Kuba:Ich bin schon da!

Lesezeit: 3 min

Erst die Stones, dann Karl Lagerfeld und jetzt das erste US-Kreuzfahrtschiff seit mehr als 50 Jahren: Nach der politischen Öffnung von Kuba herrscht Goldgräberstimmung unter internationalen Investoren.

Von Peter Burghardt

Karl Lagerfeld war schon da, als dieses Schiff kam. Am Sonntag sah sich der Designer in Havanna eine Ausstellung mit seinen Fotos an, am Dienstag beginnt die Show von Chanel auf dem Paseo del Prado im alten Zentrum. Am Montagmorgen lief die Adonia ein, das erste US-Kreuzfahrtschiff in einem kubanischen Hafen seit Jahrzehnten. Kann es kurz nach Barack Obamas Besuch bei Raúl Castro deutlichere Zeichen geben, dass sich auf Kuba der Jetset einfindet?

Eine komplette Neuentdeckung der Insel ereignet sich jetzt natürlich nicht, die grandiose bis morbide Kulisse ist schon länger en vogue. Wim Wenders ließ kurz vor der Jahrtausendwende den Buena Vista Social Club aus den Ruinen auferstehen, und 1998 glänzte Harper's Bazaar mit 18-seitigen Inselbildern mit Naomi Campbell und Kate Moss. Das missfiel den Behörden in Washington, die das Magazin mit 31 000 Dollar Strafgeld zur Kasse baten, weil der Verlag gegen den Wirtschaftsboykott des Feindes verstoßen hatte. Es waren die Zeiten, als Kuba noch irgendwie verboten und deshalb umso spannender war. Beyoncé und Jay Z bekamen anlässlich ihres Ausflugs zum Hochzeitstag noch vor drei Jahren Ärger. Leonardo DiCaprio musste sich vom kubanischen Kulturminister einladen lassen und erklärte: "Ich bin hier, um zu verstehen, wie jeder andere."

Solche Verrenkungen sind jetzt nicht mehr nötig. Das nordamerikanische Veto neigt sich dem Ende entgegen, seit Großkapitalisten und Restkommunisten 2014 ihre Botschaften wieder geöffnet haben und sich die Staatschefs begegnen wie Amigos. Inzwischen findet eher ein Wettlauf der Kubafahrer statt: Wer schafft es früher? Noch immer bietet dieses Freiluftmuseum die Kulisse eines sehr alten und realen Films. Kuba ist eines der seltenen Ziele ohne McDonald's, Apple-Store und Coca-Cola-Reklame. Stattdessen lässt sich eventuell noch ein ausgebleichtes "Venceremos" (Wir werden siegen) oder "Patria o muerte" (Vaterland oder Tod) erwischen. Die Exotik, das Klima, das Licht, die koloniale und sozialistische Architektur, die vorrevolutionären Straßenkreuzer, die Menschen, die Musik - da wollen nun alle hin, am liebsten noch zu den Lebzeiten von Fidel Castro, der fast 90 ist. Touristen, Unternehmer, Schauspieler, Musiker, Modemenschen und wer noch so alles Geschmack hat, romantisch ist oder Geschäfte machen will.

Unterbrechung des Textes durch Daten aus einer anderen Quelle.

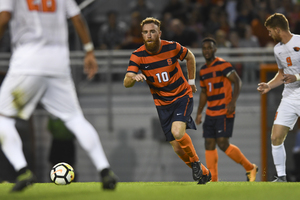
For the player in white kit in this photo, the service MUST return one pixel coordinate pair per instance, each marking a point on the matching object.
(39, 71)
(287, 55)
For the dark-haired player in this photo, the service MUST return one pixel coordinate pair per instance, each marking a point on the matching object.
(173, 95)
(216, 77)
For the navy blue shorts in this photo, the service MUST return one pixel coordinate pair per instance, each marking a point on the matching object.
(216, 127)
(180, 110)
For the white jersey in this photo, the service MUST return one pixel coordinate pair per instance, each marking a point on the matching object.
(39, 35)
(288, 58)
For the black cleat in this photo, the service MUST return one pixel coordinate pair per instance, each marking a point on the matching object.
(280, 179)
(109, 179)
(197, 171)
(205, 179)
(24, 180)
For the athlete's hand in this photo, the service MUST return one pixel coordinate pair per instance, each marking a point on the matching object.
(230, 107)
(263, 88)
(139, 77)
(194, 88)
(289, 78)
(90, 65)
(198, 119)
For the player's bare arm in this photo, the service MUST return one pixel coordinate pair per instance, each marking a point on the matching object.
(4, 19)
(237, 83)
(263, 88)
(290, 78)
(191, 67)
(131, 78)
(202, 103)
(90, 62)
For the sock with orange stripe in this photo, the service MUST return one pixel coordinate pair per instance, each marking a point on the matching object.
(204, 170)
(235, 154)
(187, 146)
(212, 157)
(186, 159)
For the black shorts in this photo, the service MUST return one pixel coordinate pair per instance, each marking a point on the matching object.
(216, 127)
(180, 110)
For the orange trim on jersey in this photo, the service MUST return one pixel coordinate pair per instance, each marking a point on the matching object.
(218, 86)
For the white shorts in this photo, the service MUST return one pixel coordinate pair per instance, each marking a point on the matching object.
(19, 95)
(287, 113)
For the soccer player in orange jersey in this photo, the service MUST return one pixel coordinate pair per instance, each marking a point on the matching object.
(216, 77)
(173, 95)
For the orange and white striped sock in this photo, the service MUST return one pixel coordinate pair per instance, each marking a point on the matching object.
(235, 154)
(212, 157)
(187, 146)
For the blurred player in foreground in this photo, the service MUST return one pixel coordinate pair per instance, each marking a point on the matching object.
(286, 53)
(39, 71)
(216, 77)
(173, 95)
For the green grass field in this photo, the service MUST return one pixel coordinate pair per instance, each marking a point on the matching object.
(157, 191)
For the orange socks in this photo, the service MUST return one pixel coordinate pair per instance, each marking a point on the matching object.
(204, 170)
(235, 154)
(211, 157)
(186, 159)
(187, 146)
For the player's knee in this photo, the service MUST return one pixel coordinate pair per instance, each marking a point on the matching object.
(276, 140)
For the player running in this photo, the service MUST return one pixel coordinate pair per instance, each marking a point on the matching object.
(39, 71)
(286, 53)
(216, 77)
(172, 94)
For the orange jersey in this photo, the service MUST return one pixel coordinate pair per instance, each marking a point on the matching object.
(218, 86)
(163, 72)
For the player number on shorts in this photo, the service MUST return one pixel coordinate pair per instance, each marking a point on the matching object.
(42, 5)
(289, 61)
(163, 77)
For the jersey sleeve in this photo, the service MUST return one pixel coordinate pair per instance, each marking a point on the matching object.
(6, 5)
(72, 8)
(182, 51)
(202, 84)
(226, 68)
(134, 64)
(278, 62)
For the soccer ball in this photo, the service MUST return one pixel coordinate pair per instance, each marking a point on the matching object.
(62, 174)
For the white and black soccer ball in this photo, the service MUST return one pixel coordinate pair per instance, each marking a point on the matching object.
(62, 174)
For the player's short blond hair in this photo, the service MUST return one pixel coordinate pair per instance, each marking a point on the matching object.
(150, 20)
(277, 20)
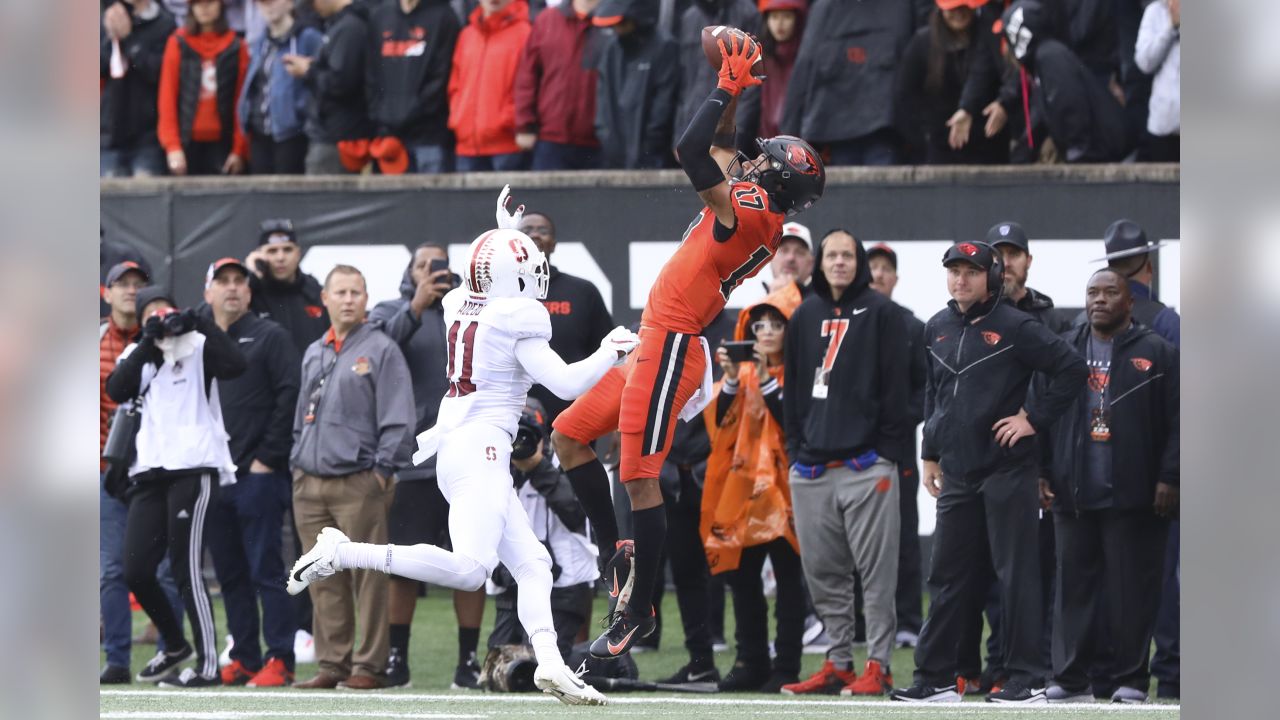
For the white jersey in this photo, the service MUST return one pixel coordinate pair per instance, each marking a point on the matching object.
(487, 382)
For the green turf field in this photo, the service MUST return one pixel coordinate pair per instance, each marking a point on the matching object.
(434, 654)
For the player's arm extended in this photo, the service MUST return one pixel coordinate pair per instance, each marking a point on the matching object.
(567, 381)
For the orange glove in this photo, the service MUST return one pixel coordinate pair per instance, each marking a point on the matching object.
(736, 63)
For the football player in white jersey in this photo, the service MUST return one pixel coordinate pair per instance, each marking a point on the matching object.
(498, 335)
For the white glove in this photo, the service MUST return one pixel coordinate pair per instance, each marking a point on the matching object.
(621, 340)
(508, 220)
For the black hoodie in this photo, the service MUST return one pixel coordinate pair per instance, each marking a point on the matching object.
(408, 72)
(860, 341)
(981, 365)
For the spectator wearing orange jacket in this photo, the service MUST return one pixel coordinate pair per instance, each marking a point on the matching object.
(481, 106)
(200, 78)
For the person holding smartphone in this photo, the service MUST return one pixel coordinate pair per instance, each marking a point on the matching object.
(745, 522)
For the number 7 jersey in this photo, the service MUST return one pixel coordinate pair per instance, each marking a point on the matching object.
(695, 283)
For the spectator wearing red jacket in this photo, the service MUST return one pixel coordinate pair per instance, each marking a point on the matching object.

Ein historischer Moment: Einige Kubaner begrüßen das erste amerikanische Kreuzfahrt-Schiff seit Jahrzehnten an der Malecón von Havanna. (Foto: Adalberto Roque/AFP)

Die Rolling Stones kamen gleich nach Obama und brachten Havanna an Karfreitag gratis in Wallung. Noch davor wurde Major Lazer vorstellig, die US-Combo vergnügte sich und ihr Publikum auf der antiimperialistischen Plattform José Martí, die von den Castros einst als Protestbühne gegen die USA geschaffen worden war und gleich neben der US-Vertretung an der Uferpromenade Malecón liegt. "Das war absolut crazy", berichtete Wesley Pentz alias Diplo nachher. "Energy, so viel energy."

Paris Hilton ließ sich im Februar 2015 vor jenem Hotel fotografieren, das 1958 ihr Opa eingeweiht hatte. Es hieß damals Habana Hilton, seit der Revolution 1959 heißt die Herberge Habana Libre, freies Havanna. Annie Leibovitz kam mit Rihanna für Vanity Fair zur Fotosession ins Viertel Cerro und ins Restaurant La Guarida im halb zerfallenen Centro Habana, bekannt aus dem Film "Fresa y chocolate". Teil acht der US-Actionserie "The Fast and the Furious" wird in der kubanischen Hauptstadt gedreht, crashfreudige Buicks und Cadillacs gibt es genügend. Der Darsteller Vin Diesel ist ganz berauscht: "Wir sind dort, wo niemand gedacht hätte, dass wir da irgendwann sein würden: Havanna, Kuba!"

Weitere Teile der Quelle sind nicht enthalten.